Column name: row value

For example, if you have columns Name and Date:

Name: Brian
Date: 2023-03-23

I have vectorized songs, they can be similar between each other, ok. That’s a normal product recommender where products relate within each other.

In my case I need more, to considering multiple parameters. I have users and their histories/sessions as well. These are text lists of products, so I can have a better idea wich songs matches others best. This is sometimes refered as matrix factorization.

Also I have users data, where they are from, what genres do they like the most.

The point is how to vectorize this, and return formatted recommendations for this specific user based on his tastes.

If you could answer the questions pointed it would be awesome.

I guess the high level things (genres they like most), I would expose as keywords in the search, and the songs I would expose as embeddings. Then fuse the two together, in some weighted manner using reciprocal rank fusion (RRF).

You have different types of correlation and search, and you can fuse them together to give the overall ranking and top recommendations.

If the keywords are very similar, you would de-prioritize the keyword stream somewhat, but still rank on recent audio embeddings.

I think it is less related to OpenAI because you don’t have a human language text in the input data, not you have to produce one as a result of the model output. It looks like a Keras/PyTorch Recommendation System.
But, if you want to solve it with the OpenAI anyway, you can build a fine-tuned model with the following prompts (for every user in the database):

SYSTEM: You are a helpful music recommendation assistant. 

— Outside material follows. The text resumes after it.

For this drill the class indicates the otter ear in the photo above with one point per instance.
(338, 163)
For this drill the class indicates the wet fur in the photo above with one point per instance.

USER: Build a queue of next songs to play based on a user profile, song that is currently playing and embedded history/sessions logs of the users. 
The user profile format is: name, address, origin, annual income, car mark, monthly budget.
The song history format is: date, song name, artist, genre, danceability, number of links, number of likes, etc...
The output format should be: song name, confidence score.
The returned confidence score should be between 0..1.
Return up to 6 songs sorted by the confidence score.
You can return the songs that the user has already listened to and you are confident that they would like to listen the same song again.
Today is: 24/11/2023
###
User profile: 
Jhon Jhon, LA, Spanish, 60000$, Lincoln, 100$
Song history:
Date1, Song1,  Artist1, ...
Date2, Song2,  Artist2, ...
Date3, Song3,  Artist3, ...
Date4, Song4,  Artist4, ...
Date5, Song5,  Artist5, ...

ASSISTANT: 
Song1111, 0.9
Song2222, 0.5
Song3333, 0.4
Song4444, 0.2

When building fine-tuned model add multiple records from the same user but with cut song history and updated “Today” date. This way you can validate the newest listened songs, like in the Time-Series dataset predictions.
You can ask from the OpenAI to explain its decision by adding to the prompt: “Build chain-of-thought”, or “Let’s think step-by-step”.

As far as I can see, all the data is already in the database. Isn’t it simpler to do a simple fuzzy query? Fuzzy phrase similarity in SQL Server - Stack Overflow
Is any user interaction with the service expected? If yes, then AI can be interesting to understand speech and do some action. Otherwise, I don’t see the point of using AI.